Sunday, July 13, 2014

Caught Between

   One of the slogans for the US Army in days gone by was "Be All You Can Be"



   Those words came to my mind this morning as I reflected again, and again, and again on those words in the "Lord's Prayer",

   Thy Will Be Done

   Something I read the other day asked the question, "What do you want to be?" It is a question asked all around us, all the time. We ask it to our kids as they grow up. We ask it to someone who is looking for fulfillment in life, and it is a good question. I even ask it, late in life, as I look to have meaning that will last.

   The Army pitch emphasizes the pronoun you, refering to the person reading the ad, and that is not all bad. It is good to strive to be better, to use our abilities to the greatest, but it does not end in a sense of self satisfaction or pride for what we have accomplished.

   Back in 1980, I trained for and ran the Chickamauga Marathon. I had run a few half marathon races of 13.1 miles, and wanted to see if I could do the full one. I ran that one race, but never tried to run another. I got what I wanted out of that experience, to be able to say that I did it. There was no lasting overriding thought of that was what I was supposed to do, it was just something that I did that I could look back and point to saying, "I did it". There was no need to even say that it took me over 4 hours, and I had to walk a lot over the last 6 miles or so.
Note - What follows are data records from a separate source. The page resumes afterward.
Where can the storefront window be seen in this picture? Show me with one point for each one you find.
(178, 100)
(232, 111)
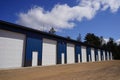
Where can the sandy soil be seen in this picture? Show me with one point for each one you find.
(106, 70)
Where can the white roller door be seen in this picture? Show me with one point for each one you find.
(11, 49)
(93, 54)
(84, 55)
(49, 52)
(70, 53)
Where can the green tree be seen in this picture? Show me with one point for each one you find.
(52, 31)
(79, 38)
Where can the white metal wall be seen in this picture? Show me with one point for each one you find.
(63, 58)
(49, 52)
(79, 58)
(108, 56)
(93, 54)
(34, 58)
(111, 56)
(84, 55)
(104, 55)
(11, 49)
(99, 55)
(70, 53)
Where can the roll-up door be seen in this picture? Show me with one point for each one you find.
(11, 49)
(49, 52)
(70, 53)
(84, 54)
(93, 54)
(99, 55)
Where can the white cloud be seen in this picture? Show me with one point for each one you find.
(63, 16)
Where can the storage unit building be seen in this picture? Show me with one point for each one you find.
(21, 47)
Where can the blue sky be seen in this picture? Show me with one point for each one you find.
(102, 21)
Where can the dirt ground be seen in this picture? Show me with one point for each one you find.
(105, 70)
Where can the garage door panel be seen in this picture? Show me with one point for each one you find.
(49, 52)
(11, 51)
(70, 53)
(84, 56)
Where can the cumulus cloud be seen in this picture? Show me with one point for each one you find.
(64, 16)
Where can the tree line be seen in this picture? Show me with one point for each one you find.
(111, 45)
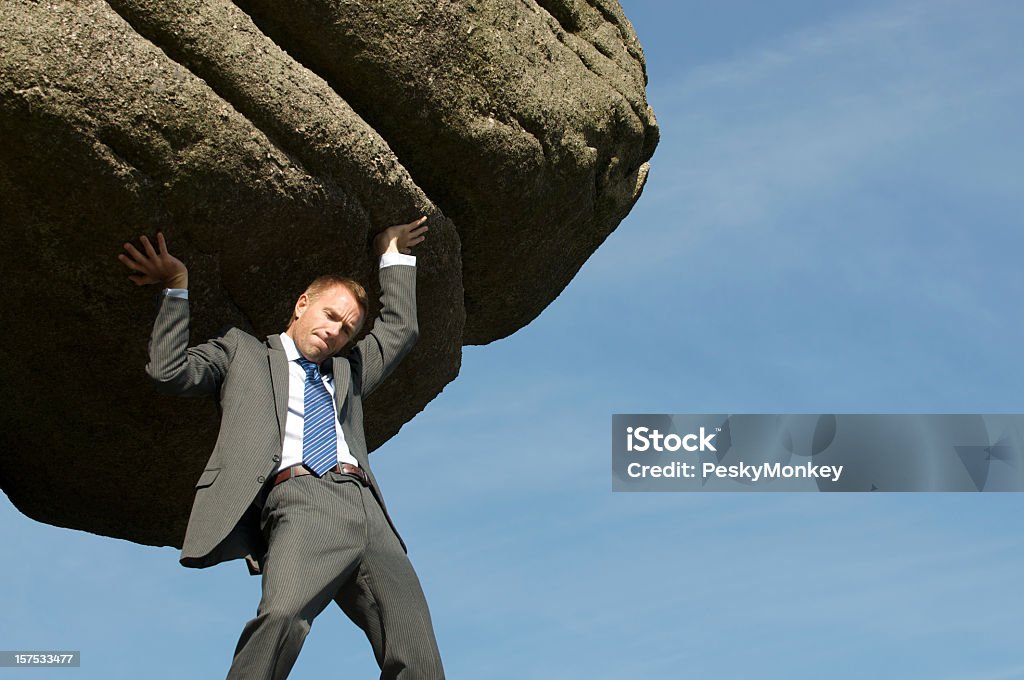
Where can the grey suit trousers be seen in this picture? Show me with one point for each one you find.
(329, 539)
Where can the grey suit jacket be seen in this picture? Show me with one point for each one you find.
(249, 378)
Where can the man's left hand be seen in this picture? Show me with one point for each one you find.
(400, 238)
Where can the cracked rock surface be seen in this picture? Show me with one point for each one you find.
(270, 144)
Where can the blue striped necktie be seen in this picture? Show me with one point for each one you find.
(320, 441)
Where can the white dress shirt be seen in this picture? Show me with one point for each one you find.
(292, 451)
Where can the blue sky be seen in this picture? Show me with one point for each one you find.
(832, 224)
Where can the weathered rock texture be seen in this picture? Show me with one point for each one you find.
(270, 142)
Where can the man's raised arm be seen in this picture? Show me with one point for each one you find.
(173, 366)
(395, 330)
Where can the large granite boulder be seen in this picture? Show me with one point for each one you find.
(270, 142)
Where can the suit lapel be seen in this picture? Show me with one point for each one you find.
(279, 376)
(342, 376)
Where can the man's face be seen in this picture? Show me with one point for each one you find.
(325, 323)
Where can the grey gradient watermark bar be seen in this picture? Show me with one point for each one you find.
(817, 453)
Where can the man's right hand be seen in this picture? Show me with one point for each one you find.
(155, 266)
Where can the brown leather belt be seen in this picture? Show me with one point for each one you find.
(299, 470)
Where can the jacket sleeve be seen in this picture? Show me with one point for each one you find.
(177, 369)
(395, 330)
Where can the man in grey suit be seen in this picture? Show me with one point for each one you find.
(288, 485)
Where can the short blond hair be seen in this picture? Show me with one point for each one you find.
(328, 281)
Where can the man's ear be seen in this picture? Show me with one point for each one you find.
(301, 305)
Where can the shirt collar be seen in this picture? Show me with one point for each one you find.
(292, 352)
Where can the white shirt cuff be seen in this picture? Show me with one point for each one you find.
(390, 259)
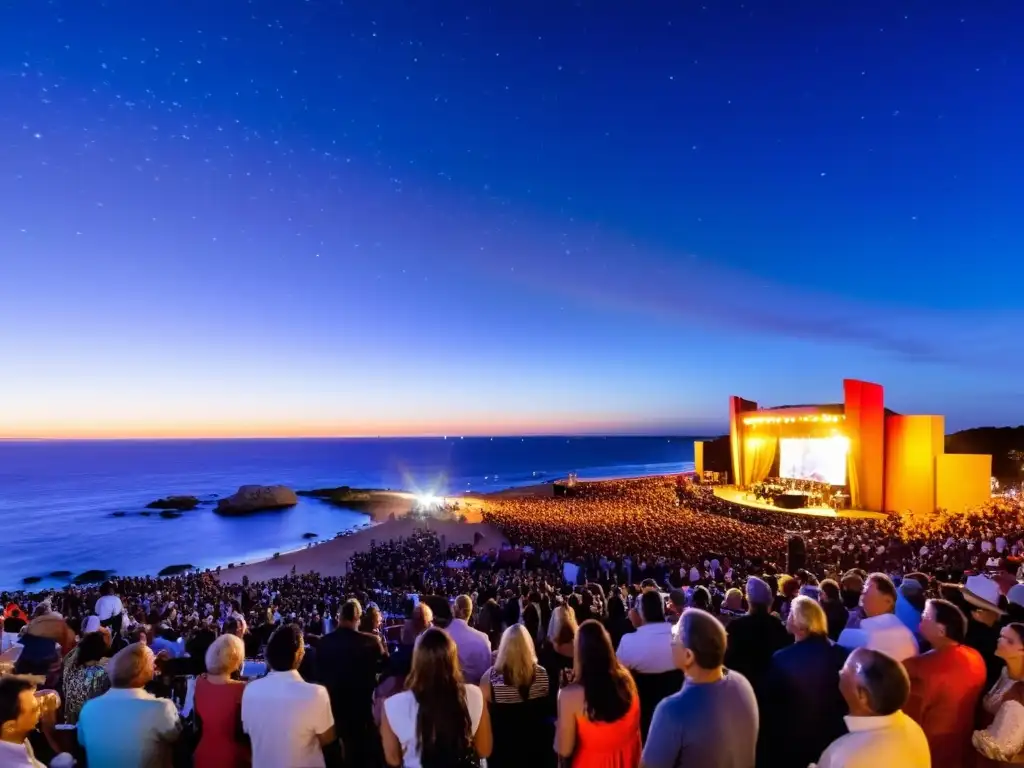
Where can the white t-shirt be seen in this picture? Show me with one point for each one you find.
(401, 710)
(109, 606)
(284, 716)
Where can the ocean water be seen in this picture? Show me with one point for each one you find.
(56, 498)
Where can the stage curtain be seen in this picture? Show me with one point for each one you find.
(851, 478)
(759, 455)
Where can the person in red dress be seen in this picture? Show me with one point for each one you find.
(218, 705)
(945, 685)
(599, 713)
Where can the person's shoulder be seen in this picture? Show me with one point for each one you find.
(473, 693)
(738, 682)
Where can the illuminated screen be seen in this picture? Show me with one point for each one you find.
(821, 459)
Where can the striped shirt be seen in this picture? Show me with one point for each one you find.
(502, 693)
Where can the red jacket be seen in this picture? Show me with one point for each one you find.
(945, 686)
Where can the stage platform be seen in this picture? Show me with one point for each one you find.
(734, 495)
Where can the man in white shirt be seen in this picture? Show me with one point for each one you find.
(127, 725)
(288, 720)
(881, 630)
(473, 645)
(109, 605)
(648, 650)
(876, 687)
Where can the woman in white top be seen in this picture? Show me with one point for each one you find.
(437, 721)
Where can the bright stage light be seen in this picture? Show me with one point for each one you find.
(821, 459)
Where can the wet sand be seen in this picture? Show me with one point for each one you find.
(331, 558)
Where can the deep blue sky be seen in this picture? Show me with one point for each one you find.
(404, 217)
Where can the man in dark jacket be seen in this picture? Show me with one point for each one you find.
(800, 686)
(347, 663)
(755, 637)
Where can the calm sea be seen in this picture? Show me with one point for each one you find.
(56, 498)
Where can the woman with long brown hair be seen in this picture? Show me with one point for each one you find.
(438, 721)
(599, 713)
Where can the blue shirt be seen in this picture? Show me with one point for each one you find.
(128, 727)
(711, 725)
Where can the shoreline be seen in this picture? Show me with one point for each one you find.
(388, 516)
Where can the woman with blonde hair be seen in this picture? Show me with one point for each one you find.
(217, 707)
(557, 653)
(437, 721)
(516, 690)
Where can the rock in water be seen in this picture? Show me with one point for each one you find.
(175, 569)
(256, 499)
(178, 503)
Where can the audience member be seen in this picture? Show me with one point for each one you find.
(755, 638)
(222, 741)
(713, 721)
(1001, 740)
(126, 726)
(473, 646)
(876, 687)
(880, 629)
(802, 679)
(438, 721)
(348, 662)
(289, 721)
(599, 712)
(516, 690)
(945, 685)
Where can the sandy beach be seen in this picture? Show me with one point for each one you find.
(331, 558)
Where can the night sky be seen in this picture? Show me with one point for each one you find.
(377, 217)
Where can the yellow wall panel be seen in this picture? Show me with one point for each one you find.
(963, 480)
(912, 442)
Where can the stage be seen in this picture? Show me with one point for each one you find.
(736, 496)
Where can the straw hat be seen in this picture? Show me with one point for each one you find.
(982, 593)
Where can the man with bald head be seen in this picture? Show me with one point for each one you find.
(127, 726)
(473, 645)
(876, 688)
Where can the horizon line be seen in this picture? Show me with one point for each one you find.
(522, 435)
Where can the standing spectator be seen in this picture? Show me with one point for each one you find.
(473, 646)
(982, 596)
(802, 679)
(516, 691)
(713, 721)
(20, 712)
(288, 720)
(876, 687)
(218, 705)
(348, 662)
(109, 608)
(437, 721)
(599, 713)
(832, 603)
(128, 727)
(85, 677)
(557, 652)
(880, 629)
(648, 650)
(1001, 741)
(945, 684)
(755, 637)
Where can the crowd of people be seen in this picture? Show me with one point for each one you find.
(636, 623)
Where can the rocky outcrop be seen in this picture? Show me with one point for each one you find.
(178, 503)
(92, 577)
(257, 499)
(175, 569)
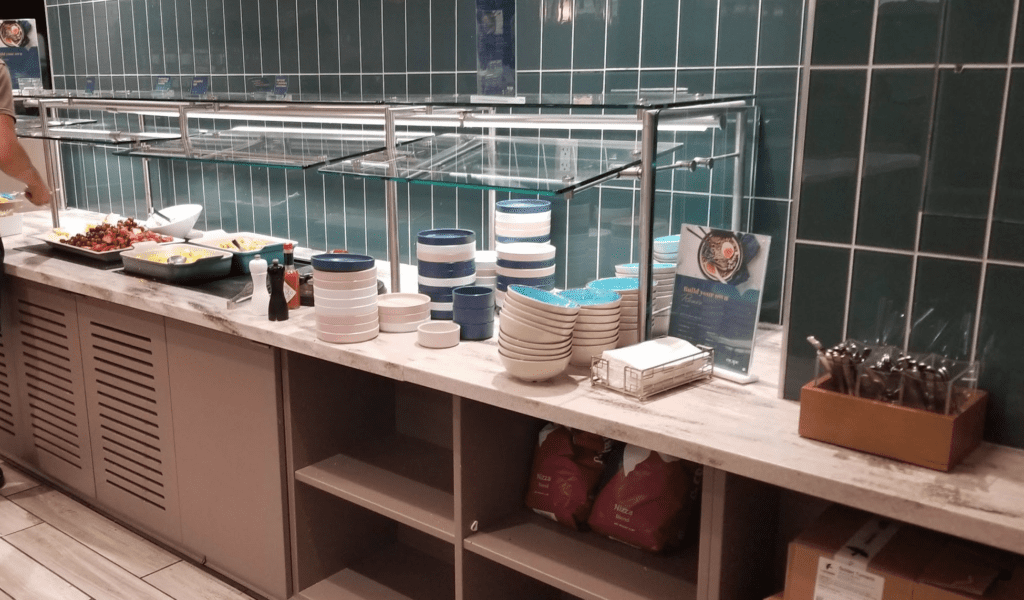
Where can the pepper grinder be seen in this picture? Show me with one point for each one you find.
(261, 297)
(278, 309)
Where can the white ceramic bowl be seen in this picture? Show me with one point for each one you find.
(353, 312)
(347, 338)
(534, 370)
(322, 284)
(583, 355)
(526, 272)
(511, 353)
(400, 304)
(548, 350)
(525, 251)
(363, 276)
(336, 319)
(354, 303)
(438, 334)
(182, 219)
(446, 283)
(346, 329)
(520, 330)
(402, 328)
(552, 325)
(522, 345)
(455, 253)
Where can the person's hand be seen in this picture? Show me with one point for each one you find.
(38, 193)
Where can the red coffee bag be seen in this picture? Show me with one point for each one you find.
(648, 501)
(567, 467)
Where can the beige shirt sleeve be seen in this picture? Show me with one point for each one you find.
(6, 99)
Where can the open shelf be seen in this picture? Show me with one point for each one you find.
(585, 564)
(397, 572)
(544, 166)
(400, 477)
(266, 146)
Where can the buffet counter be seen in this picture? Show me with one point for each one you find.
(734, 429)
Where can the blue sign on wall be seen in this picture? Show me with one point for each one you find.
(496, 47)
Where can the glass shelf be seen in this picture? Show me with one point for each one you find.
(266, 146)
(98, 132)
(545, 166)
(657, 98)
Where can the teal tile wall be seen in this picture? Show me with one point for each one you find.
(372, 47)
(911, 198)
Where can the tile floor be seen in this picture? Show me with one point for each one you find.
(54, 548)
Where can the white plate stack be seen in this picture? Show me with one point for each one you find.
(535, 333)
(629, 290)
(597, 325)
(486, 268)
(664, 274)
(522, 220)
(402, 312)
(667, 249)
(524, 263)
(345, 298)
(445, 260)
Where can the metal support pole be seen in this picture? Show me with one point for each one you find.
(738, 168)
(648, 172)
(391, 202)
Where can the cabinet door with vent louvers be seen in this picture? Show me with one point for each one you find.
(124, 353)
(51, 392)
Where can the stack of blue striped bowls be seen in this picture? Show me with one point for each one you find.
(522, 220)
(524, 263)
(445, 260)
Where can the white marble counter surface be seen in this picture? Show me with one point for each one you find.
(747, 430)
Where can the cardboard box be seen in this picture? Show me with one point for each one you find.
(963, 570)
(919, 437)
(857, 546)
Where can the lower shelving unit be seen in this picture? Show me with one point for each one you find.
(397, 571)
(586, 564)
(398, 476)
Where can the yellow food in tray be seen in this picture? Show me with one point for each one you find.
(247, 244)
(189, 255)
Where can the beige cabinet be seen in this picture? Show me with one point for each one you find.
(128, 393)
(228, 455)
(173, 428)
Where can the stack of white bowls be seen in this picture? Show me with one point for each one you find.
(664, 274)
(345, 298)
(522, 220)
(486, 268)
(597, 325)
(667, 249)
(535, 333)
(629, 290)
(524, 263)
(402, 312)
(445, 260)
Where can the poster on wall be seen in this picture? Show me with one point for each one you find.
(720, 275)
(496, 47)
(19, 49)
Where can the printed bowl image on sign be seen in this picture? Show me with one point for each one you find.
(13, 34)
(720, 255)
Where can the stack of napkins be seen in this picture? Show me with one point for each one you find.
(648, 355)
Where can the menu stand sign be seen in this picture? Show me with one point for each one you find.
(717, 296)
(19, 49)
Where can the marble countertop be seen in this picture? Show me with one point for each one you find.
(745, 430)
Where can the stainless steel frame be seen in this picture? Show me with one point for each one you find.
(647, 122)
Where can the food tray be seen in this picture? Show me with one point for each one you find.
(642, 384)
(217, 263)
(274, 248)
(54, 237)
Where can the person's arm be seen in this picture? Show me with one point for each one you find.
(14, 162)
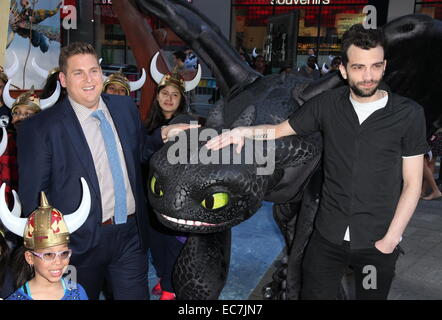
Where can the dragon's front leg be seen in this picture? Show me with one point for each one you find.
(201, 269)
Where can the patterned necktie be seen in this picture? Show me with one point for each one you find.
(120, 210)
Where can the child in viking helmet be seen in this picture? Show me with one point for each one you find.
(45, 257)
It was only, "Look at me".

   There is a sense that we are all caught between pride and surrender, between the "I" pronoun that I used so much in the previous paragraph and the "Thy Will Be Done" verse.

   John Ortberg writes in his blog:

"You are not the center of the universe. You are the not the master of your fate. There is a God, and you aren’t him."

   Even in these days of my life I still want to be the captain of my life, to do what I want to do, but, deep down, I know that it is not enough, that what I want to do will not bring lasting joy or satisfaction, unless what I want to do is to be in His Will.

   And to be able to say that line in that prayer with conviction and not resignation.

   I don't want to recite it with a shrug but with a smile.

   That will keep me from the rock and the hard place.